Dreaming is a unique expression of the heart. It shows we’re alive. Truly alive. Children, who typically live without cares, dream easily. And they never dream of being insignificant.
I once read the statement, every five-year-old is an artist. I believe that is true. Tragically, the bent to create gets weeded out by educational systems that applaud only certain kinds of art, while redirecting children away from their creative expressions into cognitive skills only. They then get buttonholed into occupations like law, accounting, engineering, or other similar jobs. Each of those skills is wonderful in its own right, but they are not known as occupations of great creativity. It was never meant to be either/or when it comes to developing the artist within vs. our intellectual potential. The truth is that any skill would be enhanced beautifully by the creative expressions that should be the norm, especially for those who are born again. We are sons and daughters of the Creator. We have an edge; that should be a part of our witness. But latent gifts have no effect.
Born to Create will no doubt have instant appeal to artists and the like. As it should. But that saddens me a bit as it’s a book about freedom more than it is of the traditional subject of art. It should be read, perhaps especially read, by people who don’t consider themselves to be creative. It just might restore the journey each person started on as a child.
Some of the greatest exploits happening in the church right now are not coming from traditional ministry platforms, as important as they are. They are coming from people who love to dream and pursue God in the context of their unusual gifting. So instead of church leaders continually trying to fit round pegs into square holes, they are helping people become free to see how God would use them in their particular place in society. Such freedom is wonderful and contagious. This emphasis is especially conducive to art and entrepreneurship.

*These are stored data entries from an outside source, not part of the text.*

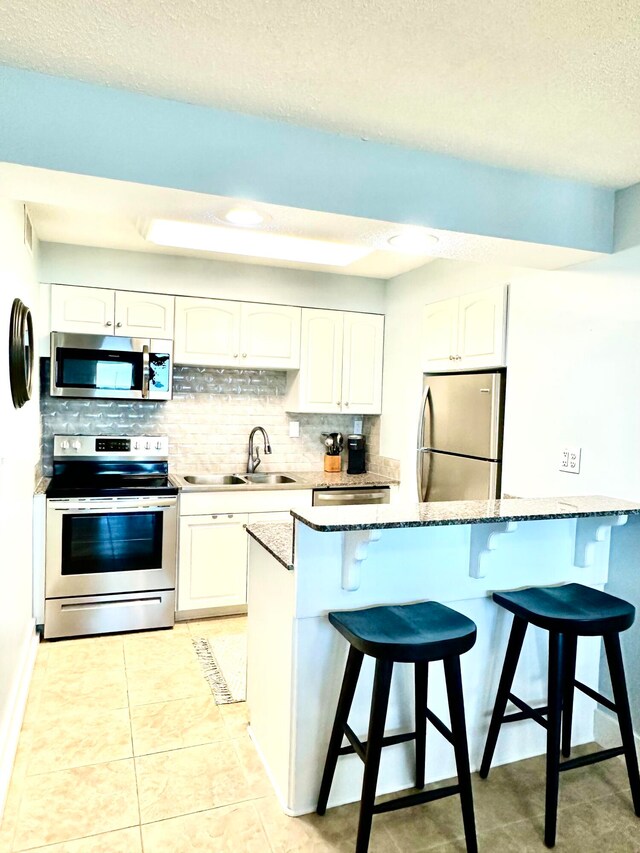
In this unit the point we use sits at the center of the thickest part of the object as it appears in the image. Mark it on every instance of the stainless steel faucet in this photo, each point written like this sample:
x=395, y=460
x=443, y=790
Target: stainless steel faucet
x=254, y=455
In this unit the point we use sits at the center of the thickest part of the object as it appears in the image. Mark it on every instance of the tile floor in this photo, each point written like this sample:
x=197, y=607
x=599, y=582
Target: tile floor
x=123, y=750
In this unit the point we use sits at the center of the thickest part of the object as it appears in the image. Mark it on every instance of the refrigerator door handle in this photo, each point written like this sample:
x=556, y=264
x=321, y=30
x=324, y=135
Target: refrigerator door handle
x=421, y=443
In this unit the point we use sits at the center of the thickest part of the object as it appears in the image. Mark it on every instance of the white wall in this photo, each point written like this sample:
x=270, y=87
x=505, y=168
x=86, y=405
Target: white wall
x=64, y=264
x=20, y=433
x=402, y=389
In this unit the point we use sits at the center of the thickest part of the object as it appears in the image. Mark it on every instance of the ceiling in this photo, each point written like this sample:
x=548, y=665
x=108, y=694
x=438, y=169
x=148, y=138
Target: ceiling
x=550, y=87
x=89, y=211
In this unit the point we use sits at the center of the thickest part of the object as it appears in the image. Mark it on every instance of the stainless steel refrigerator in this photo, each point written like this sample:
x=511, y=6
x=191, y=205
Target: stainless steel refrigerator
x=460, y=436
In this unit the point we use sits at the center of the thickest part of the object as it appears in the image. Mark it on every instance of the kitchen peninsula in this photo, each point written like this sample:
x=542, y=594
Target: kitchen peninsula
x=454, y=552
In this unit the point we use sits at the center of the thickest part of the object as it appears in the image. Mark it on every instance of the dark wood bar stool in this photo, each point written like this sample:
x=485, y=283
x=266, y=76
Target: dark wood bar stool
x=566, y=612
x=413, y=633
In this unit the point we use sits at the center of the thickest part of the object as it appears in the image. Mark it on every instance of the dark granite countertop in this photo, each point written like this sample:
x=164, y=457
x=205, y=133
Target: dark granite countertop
x=277, y=538
x=460, y=512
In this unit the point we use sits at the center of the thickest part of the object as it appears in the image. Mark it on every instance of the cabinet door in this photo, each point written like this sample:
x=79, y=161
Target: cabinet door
x=270, y=336
x=144, y=315
x=318, y=385
x=86, y=310
x=207, y=331
x=212, y=565
x=362, y=363
x=440, y=335
x=482, y=327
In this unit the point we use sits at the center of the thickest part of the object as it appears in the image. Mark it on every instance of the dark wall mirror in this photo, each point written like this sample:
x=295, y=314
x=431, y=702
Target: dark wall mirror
x=20, y=353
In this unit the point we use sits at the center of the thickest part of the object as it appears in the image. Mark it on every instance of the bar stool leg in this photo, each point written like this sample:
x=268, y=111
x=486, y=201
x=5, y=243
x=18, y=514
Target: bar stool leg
x=568, y=678
x=379, y=703
x=621, y=699
x=514, y=647
x=421, y=684
x=461, y=749
x=554, y=719
x=349, y=682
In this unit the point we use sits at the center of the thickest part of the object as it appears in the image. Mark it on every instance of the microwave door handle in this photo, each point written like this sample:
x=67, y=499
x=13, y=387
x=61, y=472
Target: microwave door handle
x=145, y=371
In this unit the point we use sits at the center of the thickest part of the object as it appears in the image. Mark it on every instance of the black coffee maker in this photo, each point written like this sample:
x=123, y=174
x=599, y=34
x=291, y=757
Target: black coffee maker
x=356, y=447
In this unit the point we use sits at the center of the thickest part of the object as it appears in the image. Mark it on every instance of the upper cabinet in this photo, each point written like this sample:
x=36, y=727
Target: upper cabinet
x=466, y=332
x=340, y=363
x=236, y=334
x=97, y=311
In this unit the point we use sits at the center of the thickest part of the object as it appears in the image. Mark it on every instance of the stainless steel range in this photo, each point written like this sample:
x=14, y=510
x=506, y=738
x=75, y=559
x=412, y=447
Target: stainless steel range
x=111, y=535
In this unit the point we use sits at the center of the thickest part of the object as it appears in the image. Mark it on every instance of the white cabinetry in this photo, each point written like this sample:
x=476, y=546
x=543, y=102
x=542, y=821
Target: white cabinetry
x=97, y=311
x=466, y=332
x=340, y=363
x=213, y=561
x=236, y=334
x=212, y=551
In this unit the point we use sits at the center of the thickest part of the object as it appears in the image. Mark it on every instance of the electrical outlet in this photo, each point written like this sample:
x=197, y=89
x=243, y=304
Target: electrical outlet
x=570, y=460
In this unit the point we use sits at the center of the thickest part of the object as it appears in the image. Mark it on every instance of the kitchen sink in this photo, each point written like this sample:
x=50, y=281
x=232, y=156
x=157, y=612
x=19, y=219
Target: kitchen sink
x=216, y=480
x=269, y=478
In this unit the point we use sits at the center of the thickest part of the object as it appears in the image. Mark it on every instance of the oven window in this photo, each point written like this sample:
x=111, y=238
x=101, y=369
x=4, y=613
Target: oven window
x=113, y=542
x=108, y=370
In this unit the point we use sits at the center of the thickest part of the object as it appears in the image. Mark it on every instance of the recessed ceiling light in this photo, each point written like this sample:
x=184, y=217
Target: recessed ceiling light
x=244, y=216
x=416, y=242
x=257, y=244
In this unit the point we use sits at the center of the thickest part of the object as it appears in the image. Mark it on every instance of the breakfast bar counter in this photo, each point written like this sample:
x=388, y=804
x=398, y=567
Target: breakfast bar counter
x=457, y=553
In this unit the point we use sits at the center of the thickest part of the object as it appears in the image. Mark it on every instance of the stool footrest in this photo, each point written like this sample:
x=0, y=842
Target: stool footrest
x=416, y=799
x=360, y=748
x=439, y=725
x=593, y=694
x=526, y=712
x=592, y=758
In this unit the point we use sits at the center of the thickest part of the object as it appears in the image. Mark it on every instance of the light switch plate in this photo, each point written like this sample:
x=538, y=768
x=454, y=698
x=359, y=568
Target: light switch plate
x=570, y=460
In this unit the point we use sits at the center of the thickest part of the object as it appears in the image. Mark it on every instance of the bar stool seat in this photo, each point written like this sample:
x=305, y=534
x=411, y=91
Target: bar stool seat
x=407, y=633
x=413, y=633
x=566, y=612
x=580, y=609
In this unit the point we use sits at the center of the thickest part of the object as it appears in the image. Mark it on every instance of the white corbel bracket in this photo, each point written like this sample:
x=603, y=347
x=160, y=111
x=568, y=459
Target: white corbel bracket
x=355, y=545
x=484, y=538
x=590, y=530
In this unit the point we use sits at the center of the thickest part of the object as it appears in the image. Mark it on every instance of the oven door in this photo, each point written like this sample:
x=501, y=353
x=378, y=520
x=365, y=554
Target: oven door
x=110, y=545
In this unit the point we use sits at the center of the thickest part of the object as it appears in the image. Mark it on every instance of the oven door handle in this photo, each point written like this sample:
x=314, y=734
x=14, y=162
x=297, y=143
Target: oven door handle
x=146, y=370
x=100, y=506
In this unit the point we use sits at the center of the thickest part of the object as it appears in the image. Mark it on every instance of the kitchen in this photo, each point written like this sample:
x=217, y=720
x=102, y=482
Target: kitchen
x=569, y=332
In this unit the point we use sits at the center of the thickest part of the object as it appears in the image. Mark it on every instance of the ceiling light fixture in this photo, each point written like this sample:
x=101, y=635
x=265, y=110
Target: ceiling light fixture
x=244, y=216
x=257, y=244
x=413, y=242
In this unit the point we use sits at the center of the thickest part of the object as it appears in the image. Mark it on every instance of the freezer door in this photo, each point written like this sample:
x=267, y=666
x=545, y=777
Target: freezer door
x=455, y=478
x=463, y=414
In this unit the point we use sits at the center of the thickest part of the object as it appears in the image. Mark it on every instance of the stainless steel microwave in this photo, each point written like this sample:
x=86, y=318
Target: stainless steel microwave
x=107, y=366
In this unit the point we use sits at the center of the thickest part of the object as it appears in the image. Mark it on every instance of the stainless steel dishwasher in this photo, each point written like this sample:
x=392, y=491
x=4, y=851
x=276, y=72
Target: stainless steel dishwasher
x=350, y=496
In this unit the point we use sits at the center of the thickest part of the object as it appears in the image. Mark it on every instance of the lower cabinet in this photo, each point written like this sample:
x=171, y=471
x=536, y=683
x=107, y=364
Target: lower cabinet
x=212, y=561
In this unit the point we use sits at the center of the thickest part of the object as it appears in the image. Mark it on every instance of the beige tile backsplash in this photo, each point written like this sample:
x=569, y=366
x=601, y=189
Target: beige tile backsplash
x=208, y=422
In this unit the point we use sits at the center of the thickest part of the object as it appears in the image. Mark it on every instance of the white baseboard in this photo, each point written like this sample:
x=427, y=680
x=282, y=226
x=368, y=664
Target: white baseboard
x=607, y=733
x=17, y=701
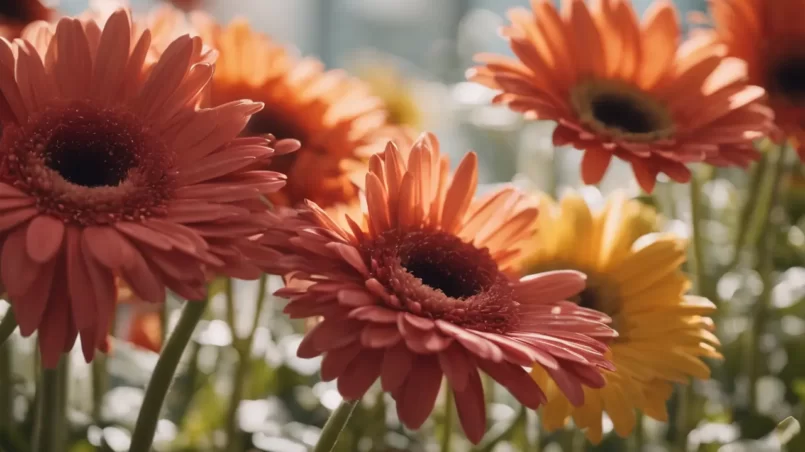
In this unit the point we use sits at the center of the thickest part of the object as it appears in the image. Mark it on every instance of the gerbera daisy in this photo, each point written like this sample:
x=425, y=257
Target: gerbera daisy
x=620, y=88
x=769, y=37
x=418, y=288
x=107, y=170
x=16, y=14
x=339, y=123
x=633, y=276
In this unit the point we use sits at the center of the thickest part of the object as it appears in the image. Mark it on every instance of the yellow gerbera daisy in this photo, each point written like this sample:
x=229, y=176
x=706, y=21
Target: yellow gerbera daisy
x=634, y=276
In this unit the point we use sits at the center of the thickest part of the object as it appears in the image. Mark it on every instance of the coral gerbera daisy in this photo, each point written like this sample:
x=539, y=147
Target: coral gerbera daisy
x=418, y=288
x=16, y=14
x=339, y=123
x=633, y=276
x=619, y=88
x=109, y=170
x=769, y=37
x=145, y=328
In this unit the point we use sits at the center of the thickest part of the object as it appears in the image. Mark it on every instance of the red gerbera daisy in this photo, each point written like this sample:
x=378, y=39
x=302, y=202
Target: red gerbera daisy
x=108, y=169
x=419, y=288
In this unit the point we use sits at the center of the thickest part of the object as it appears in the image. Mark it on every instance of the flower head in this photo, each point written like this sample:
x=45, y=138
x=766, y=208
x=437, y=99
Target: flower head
x=339, y=123
x=620, y=88
x=109, y=170
x=633, y=276
x=769, y=37
x=418, y=288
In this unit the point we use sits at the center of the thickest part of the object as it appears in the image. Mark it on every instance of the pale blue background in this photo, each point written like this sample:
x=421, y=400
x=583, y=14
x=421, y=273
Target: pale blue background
x=422, y=32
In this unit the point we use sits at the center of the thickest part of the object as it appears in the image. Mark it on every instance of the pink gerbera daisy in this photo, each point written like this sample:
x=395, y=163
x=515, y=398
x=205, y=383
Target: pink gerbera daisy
x=109, y=170
x=419, y=288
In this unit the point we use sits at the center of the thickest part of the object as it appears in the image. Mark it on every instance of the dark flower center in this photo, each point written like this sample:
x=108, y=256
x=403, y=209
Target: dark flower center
x=443, y=262
x=624, y=113
x=436, y=275
x=87, y=164
x=621, y=110
x=91, y=151
x=22, y=10
x=788, y=80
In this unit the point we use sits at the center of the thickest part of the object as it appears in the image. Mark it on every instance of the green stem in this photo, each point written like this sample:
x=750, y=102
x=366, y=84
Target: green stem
x=7, y=326
x=242, y=371
x=334, y=426
x=697, y=267
x=489, y=445
x=449, y=413
x=49, y=418
x=747, y=211
x=698, y=272
x=164, y=318
x=61, y=427
x=578, y=443
x=6, y=386
x=765, y=267
x=637, y=441
x=99, y=377
x=163, y=374
x=243, y=347
x=229, y=294
x=538, y=434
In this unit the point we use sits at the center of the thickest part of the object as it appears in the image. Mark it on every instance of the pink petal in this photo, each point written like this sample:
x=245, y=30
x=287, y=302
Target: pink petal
x=336, y=361
x=457, y=367
x=142, y=279
x=107, y=246
x=418, y=394
x=360, y=374
x=17, y=269
x=471, y=407
x=550, y=286
x=380, y=336
x=44, y=238
x=516, y=380
x=569, y=384
x=377, y=314
x=398, y=361
x=475, y=344
x=355, y=298
x=79, y=283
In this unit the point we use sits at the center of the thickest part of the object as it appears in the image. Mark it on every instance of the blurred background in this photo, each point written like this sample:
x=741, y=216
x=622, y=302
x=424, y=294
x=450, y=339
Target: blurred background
x=415, y=53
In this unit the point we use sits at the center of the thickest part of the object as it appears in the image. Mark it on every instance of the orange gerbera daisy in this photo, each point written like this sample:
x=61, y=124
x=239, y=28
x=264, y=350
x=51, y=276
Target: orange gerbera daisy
x=108, y=169
x=339, y=123
x=619, y=88
x=419, y=288
x=769, y=37
x=16, y=14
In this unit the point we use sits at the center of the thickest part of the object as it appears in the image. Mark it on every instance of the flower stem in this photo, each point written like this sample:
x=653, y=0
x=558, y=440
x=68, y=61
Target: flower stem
x=232, y=437
x=6, y=386
x=489, y=446
x=447, y=425
x=98, y=387
x=50, y=416
x=637, y=441
x=7, y=326
x=697, y=270
x=243, y=347
x=747, y=211
x=163, y=374
x=765, y=268
x=335, y=425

Theresa Dedmon has championed this cause powerfully with great success. A lover of God and a lover of people, she uses her skills to reveal the beauty of God to others. Her whole family has a most amazing gift in evangelism. People constantly come to faith in Christ through them. But what surprises me is to see the means God uses to communicate His love through Theresa—art. Theresa’s effect on the non-creative types is equally astonishing. Because of it, I celebrate all the more the culture of honor that brings such freedom. For in the context of such freedom dreamers are raised up. And those dreamers are not afraid to believe they can shape the course of world history through the gifts given to them. Born to Create is a great book. A really great book!